Lemon Group’s Veloce Fintech to launch Rs 300 Cr fund for MSMEs, startups
The fund has already secured over Rs 100 crore in commitments from ultra-high-net-worth individuals, family offices, and business groups.
Veloce Fintech, the fintech arm of Lemon Group, has launched its second fund to back micro, small, and medium enterprises (MSMEs) and startups. The new fund has a target corpus of Rs 300 crore.
According to the firm, it has already received over Rs 100 crore in commitments from ultra-high-net-worth individuals, family offices, and business groups.
Veloce Fintech’s new fund will look to back 20–25 companies across technology, manufacturing, healthcare, supply chain, consumer, and real-estate-linked sectors by 2026. The firm will write cheques ranging from Rs 3 crore to Rs 15 crore.
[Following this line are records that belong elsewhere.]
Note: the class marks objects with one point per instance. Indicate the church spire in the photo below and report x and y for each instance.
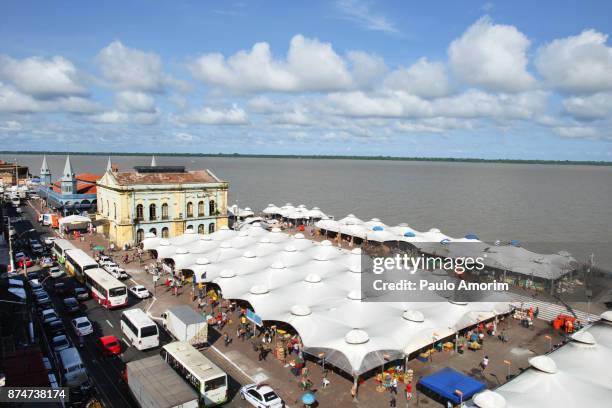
(45, 173)
(68, 174)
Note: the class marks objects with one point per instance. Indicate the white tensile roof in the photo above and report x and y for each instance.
(316, 287)
(575, 375)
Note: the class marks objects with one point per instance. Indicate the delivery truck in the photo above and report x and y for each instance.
(154, 384)
(185, 324)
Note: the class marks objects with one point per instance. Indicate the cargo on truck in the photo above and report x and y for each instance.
(185, 324)
(154, 384)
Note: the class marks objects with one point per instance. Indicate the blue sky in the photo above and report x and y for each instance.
(519, 79)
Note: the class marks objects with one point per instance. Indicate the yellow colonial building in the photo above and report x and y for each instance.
(160, 200)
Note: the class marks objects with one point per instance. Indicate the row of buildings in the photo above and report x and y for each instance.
(161, 200)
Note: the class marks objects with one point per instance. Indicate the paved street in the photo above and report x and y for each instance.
(106, 372)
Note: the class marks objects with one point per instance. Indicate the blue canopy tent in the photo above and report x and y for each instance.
(447, 381)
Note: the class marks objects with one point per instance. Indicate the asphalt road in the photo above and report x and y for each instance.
(105, 372)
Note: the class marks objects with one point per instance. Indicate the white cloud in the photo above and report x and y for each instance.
(492, 56)
(42, 78)
(295, 117)
(211, 116)
(360, 13)
(131, 69)
(11, 126)
(131, 101)
(423, 78)
(110, 117)
(592, 107)
(576, 131)
(581, 63)
(470, 104)
(311, 65)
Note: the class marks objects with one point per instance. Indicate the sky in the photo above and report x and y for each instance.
(509, 80)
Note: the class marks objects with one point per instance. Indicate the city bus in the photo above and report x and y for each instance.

“With this second fund, we are continuing to build a structured capital platform that supports businesses with predictable growth and disciplined execution. Our first fund validated this approach, with portfolio companies demonstrating consistent operating performance and timely repayments, reinforcing the value of structured credit for expanding businesses. Our focus remains on companies with strong fundamentals, transparent operating cycles, and measurable cash flows, particularly MSMEs and emerging enterprises preparing to scale or enter the public-market ecosystem,” said Nirav Jogani, Founder of Veloce Fintech, in a statement.
The firm’s second fund follows the complete deployment of its first fund, which invested in growth-stage MSMEs and startups across segments through structured credit and venture debt.
Following the thesis of the first fund, the new fund will focus on companies with established revenue models, governance discipline, and expansion plans. It will look to bridge working capital needs, capital expenditure, and pre-IPO financing.
Veloce Fintech’s first fund had received commitments of Rs 200 crore, including a Rs 100-crore green shoe option. According to the firm, its portfolio has already begun delivering scheduled repayments and structured distributions.
“As we build our second fund deployment strategy, we will maintain a process-driven investment framework supported by technology-enabled portfolio monitoring and governance checks. Our aim is to provide efficient, responsible capital to growing businesses while ensuring consistency and transparency for our investors,” Jogani added.